Two-sample comparison through additive tree models for density ratios

arXiv stat.ML / 4/23/2026

💬 OpinionIdeas & Deep AnalysisModels & Research

Key Points

  • The paper tackles two-sample comparison by estimating the density ratio between two distributions from i.i.d. samples, using additive tree models.
  • It introduces a new training objective called “balancing loss,” which enables tree models to be optimized with supervised-learning algorithms such as forward-stagewise optimization and gradient boosting.
  • The balancing loss is shown to relate to exponential-family kernels and can be used as a pseudo-likelihood, enabling generalized Bayesian inference via backfitting samplers for Bayesian additive regression trees (BART).
  • The authors provide uncertainty quantification for the estimated density ratio, and they link the balancing loss to binary classification losses and to variational forms of f-divergences (notably squared Hellinger distance).
  • Experiments indicate improved accuracy and computational efficiency, and the method is demonstrated on evaluating generative models for microbiome compositional data.

Abstract

The ratio of two densities provides a direct characterization of their differences.

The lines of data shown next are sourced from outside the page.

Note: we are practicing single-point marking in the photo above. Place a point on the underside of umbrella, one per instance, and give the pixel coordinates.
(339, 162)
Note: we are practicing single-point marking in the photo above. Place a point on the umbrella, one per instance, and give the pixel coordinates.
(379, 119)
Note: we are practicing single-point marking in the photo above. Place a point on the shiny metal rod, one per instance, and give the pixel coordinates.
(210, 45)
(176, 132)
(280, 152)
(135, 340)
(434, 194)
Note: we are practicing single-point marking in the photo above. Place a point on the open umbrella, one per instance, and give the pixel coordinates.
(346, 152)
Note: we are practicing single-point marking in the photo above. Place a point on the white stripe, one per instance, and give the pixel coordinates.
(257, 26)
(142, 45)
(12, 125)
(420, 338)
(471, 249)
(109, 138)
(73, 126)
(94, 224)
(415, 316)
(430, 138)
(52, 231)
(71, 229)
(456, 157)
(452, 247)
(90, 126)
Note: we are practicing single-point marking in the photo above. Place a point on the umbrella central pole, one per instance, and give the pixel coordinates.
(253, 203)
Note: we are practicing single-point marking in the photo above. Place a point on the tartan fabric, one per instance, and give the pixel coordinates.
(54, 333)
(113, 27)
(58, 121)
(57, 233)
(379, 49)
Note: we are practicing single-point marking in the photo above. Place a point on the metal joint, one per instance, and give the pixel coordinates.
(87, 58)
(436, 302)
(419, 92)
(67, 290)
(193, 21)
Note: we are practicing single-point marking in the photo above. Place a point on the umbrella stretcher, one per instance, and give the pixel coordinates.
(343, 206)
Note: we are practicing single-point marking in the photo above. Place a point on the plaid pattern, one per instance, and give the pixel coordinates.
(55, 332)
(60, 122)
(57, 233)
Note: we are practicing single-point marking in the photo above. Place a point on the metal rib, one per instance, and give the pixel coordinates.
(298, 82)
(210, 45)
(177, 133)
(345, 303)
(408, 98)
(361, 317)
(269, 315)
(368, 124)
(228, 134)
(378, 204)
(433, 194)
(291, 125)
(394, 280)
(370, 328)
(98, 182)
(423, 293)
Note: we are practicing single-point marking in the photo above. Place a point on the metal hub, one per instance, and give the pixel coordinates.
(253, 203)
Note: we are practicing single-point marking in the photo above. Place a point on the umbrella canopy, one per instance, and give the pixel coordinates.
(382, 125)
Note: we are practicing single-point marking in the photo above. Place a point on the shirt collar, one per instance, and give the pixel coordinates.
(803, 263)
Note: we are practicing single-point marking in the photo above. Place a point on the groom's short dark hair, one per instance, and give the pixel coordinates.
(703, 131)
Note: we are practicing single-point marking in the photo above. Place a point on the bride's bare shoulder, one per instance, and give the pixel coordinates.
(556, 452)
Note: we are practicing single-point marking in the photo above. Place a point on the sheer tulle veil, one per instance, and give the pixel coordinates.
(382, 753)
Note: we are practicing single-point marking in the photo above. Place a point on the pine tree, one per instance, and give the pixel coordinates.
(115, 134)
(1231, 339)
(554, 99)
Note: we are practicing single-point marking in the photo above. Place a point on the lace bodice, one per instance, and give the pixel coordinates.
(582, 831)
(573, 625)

We consider the two-sample comparison problem by estimating this ratio given i.i.d. observations from two distributions. To this end, we propose additive tree models for density ratio estimation along with efficient algorithms using a new loss function, the balancing loss. The loss allows tree-based models to be trained using several algorithms originally designed for supervised learning, such as forward-stagewise optimization and gradient boosting. Moreover, the balancing loss resembles an exponential family kernel, and it can serve as a pseudo-likelihood with conjugate priors. This property enables generalized Bayesian inference on the density ratio using backfitting samplers designed for Bayesian additive regression trees (BART). Our Bayesian strategy provides uncertainty quantification for the inferred density ratio, which is critical for applications involving high-dimensional and data-limited distributions with potentially substantial uncertainty. We further show connections of the balancing loss to the exponential loss in binary classification and to the variational form of f-divergence, particularly the squared Hellinger distance. Numerical experiments demonstrate that our method achieves both accuracy and computational efficiency, while uniquely providing uncertainty quantification. Finally, we demonstrate its application to assessing the quality of generative models for microbiome compositional data.